I was going to show you a photo of my spinning wheel and some of the beautiful yarn the LLW affords, but for some reason I am unable to upload any more photos.  My computer is telling me it can't do, we shall see.  I'll share more on this as I am able! Need to call Frank,The Computer Man.


  1. How wonderful to have a dedicated dye house! And all that lovely wool. A warm and fuzzy winter ahead...

  2. Elora, I could live in that old granary -- it is charming. The stainless steel counters, etc., will be terrific in your new dye house. Would like to follow your process as you head down the road toward your new dye house -- barbara.

  3. How wonderful. I'm ashamed to admit I buy my wool with the hard work already done. But I often buy from local folks who do it from scratch. I love the hand-spooled ones with their marvelous irregularities.

  4. It must be so satisfying (not to mention warm!) to wear woolens that you've created from sheep to sweater (or socks or hat). I'm looking forward to seeing the progress of your dye house---looks like a lovely space for it. I'm also looking forward to hearing about the process from start to finish. I don't suppose I'll ever be doing it myself, but I do enjoy so reading about it!

  5. Vicki,

    You are so right! (warm and fuzzy winter!) I have finally settled into the fact that far and away I prefer working with handspun, so have put all the name brand synthetics in a bag to give away! I'm on my own now to create and see where it winds up! Scary thought!!

    Beth, I haven't done much to brag about with the handspun...yet. I'm getting there slowly. What little I have done, is
    absolutely so satisfying! I am a slow to middling knitter. Lack of practice really. I am also a poor counter of stitches! Can't talk when I knit! So, my production has been pretty modest!

    NCMW, only reason I am not buying my wool "with the hard work already done," girl, is that my porch needed to be cleaned after having stored this mound of wool-in-the-grease for almost two years! We used to keep 500 ewes and their lambs. I learned about the "hard work" of wool years ago, shearing, packing wool bags, trimming feet, delivering wool to the pool,washing it, drum carding it, spinning, etc.

    When we lived in Canada on Vancouver Is., we lived in Cowichan Station, BC, in the old house originally owned by Margaret Moss, who taught the Native Canadians how to knit those Cowichan sweaters that are so commonplace today. You know, the brown ones with animals knitted on them?

    I bought what was then called an Indian Spinner. It would spin the thick wool, in the grease, which provided the waterproofing and warmth so needed up there in that damp (more than DAMP...more like soggy!)climate. (We also taught school in Hydaburg, not far from VI where it rains 130 inches a year. Here,on our WV farm, way back in the 1970's we had Western ewes and Dorset crosses.

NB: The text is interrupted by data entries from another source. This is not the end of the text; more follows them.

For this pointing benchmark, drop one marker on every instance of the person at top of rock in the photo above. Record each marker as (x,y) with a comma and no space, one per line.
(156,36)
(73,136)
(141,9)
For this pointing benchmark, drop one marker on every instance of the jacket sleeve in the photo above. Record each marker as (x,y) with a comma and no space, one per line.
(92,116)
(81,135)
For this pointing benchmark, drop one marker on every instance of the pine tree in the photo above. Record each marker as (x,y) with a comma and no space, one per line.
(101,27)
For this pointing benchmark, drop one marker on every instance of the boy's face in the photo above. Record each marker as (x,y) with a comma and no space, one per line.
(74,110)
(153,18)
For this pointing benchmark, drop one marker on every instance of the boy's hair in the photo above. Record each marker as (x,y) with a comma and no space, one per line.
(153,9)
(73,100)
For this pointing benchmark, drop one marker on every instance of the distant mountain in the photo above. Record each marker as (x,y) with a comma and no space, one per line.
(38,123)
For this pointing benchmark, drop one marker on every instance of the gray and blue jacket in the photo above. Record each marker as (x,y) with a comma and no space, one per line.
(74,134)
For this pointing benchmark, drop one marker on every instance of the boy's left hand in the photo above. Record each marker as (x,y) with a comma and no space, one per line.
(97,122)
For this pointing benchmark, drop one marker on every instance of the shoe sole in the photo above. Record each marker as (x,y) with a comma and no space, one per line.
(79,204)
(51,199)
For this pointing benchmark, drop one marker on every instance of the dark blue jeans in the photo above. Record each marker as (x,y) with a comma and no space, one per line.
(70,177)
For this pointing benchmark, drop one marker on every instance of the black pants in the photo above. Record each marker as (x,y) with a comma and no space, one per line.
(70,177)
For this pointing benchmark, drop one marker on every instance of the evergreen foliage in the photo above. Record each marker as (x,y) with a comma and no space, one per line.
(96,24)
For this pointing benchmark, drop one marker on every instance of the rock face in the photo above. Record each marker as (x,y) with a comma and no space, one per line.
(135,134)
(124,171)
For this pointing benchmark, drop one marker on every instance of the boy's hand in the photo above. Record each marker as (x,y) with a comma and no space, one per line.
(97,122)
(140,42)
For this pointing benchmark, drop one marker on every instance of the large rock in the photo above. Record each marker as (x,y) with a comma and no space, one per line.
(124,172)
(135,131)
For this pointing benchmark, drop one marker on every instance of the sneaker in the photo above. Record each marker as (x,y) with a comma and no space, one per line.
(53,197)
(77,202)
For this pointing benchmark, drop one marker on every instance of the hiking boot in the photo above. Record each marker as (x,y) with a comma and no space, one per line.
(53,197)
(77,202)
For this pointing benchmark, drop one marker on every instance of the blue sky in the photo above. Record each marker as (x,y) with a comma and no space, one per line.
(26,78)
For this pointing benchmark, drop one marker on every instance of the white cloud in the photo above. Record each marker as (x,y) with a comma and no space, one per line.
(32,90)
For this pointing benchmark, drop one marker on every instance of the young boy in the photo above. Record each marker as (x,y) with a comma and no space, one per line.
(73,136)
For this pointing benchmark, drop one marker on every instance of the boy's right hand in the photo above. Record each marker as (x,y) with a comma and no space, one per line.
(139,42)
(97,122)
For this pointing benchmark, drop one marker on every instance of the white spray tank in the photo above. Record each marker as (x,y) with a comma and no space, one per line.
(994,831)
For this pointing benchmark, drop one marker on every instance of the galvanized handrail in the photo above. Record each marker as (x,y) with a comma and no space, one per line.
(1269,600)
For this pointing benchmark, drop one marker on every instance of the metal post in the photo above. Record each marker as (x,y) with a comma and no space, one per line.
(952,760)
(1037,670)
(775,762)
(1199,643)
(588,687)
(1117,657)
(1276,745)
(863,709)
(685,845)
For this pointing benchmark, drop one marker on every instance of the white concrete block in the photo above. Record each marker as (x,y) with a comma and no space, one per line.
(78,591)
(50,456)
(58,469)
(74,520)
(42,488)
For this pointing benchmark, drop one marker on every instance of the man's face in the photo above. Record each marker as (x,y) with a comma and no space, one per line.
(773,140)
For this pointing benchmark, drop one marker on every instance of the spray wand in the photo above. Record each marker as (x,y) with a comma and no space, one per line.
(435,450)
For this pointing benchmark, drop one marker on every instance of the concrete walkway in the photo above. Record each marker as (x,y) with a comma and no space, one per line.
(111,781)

    In a way, it's all "hard work" but having found a woolen mill that will wash and process it, I'm addicted! Washing it is the least pleasant of tasks and the most risky in terms of making the wool unusable. It's nice to have a mill I trust, handle that part of the process. Spinning is easy. Dyeing is crazy and fun. Knitting is a challenge ....all in all...a good combo, especially for winter days!

    Barbara, we did have some wonderful times in that little cottage. We moved into the granary when we returned from teaching school in Alaska. We'd moved off the farm, back onto it, off of it, and this was the last time, back onto it. Roots were down and we weren't moving again! All we had on the place (having sold the other side with the original house) was this little shack. So, we set about renovating it. Can't believe we lived in it ten years before moving into our present house. We had oil lamps, got snowed in one winter, running water was a celebration when it arrived....taught me a lot about what two deterined people could do. It was wonderful!

    Thanks all, for the thumbs-up on the dye house! It looks better than the first pictures (above) already. Need to buy some lino strips (that screw the edges down.._) I'll keep you posted as I "move into" it! Lots to do to make it "habitable' for dyeing. I need to find a cheap microwave oven...and the list goes on!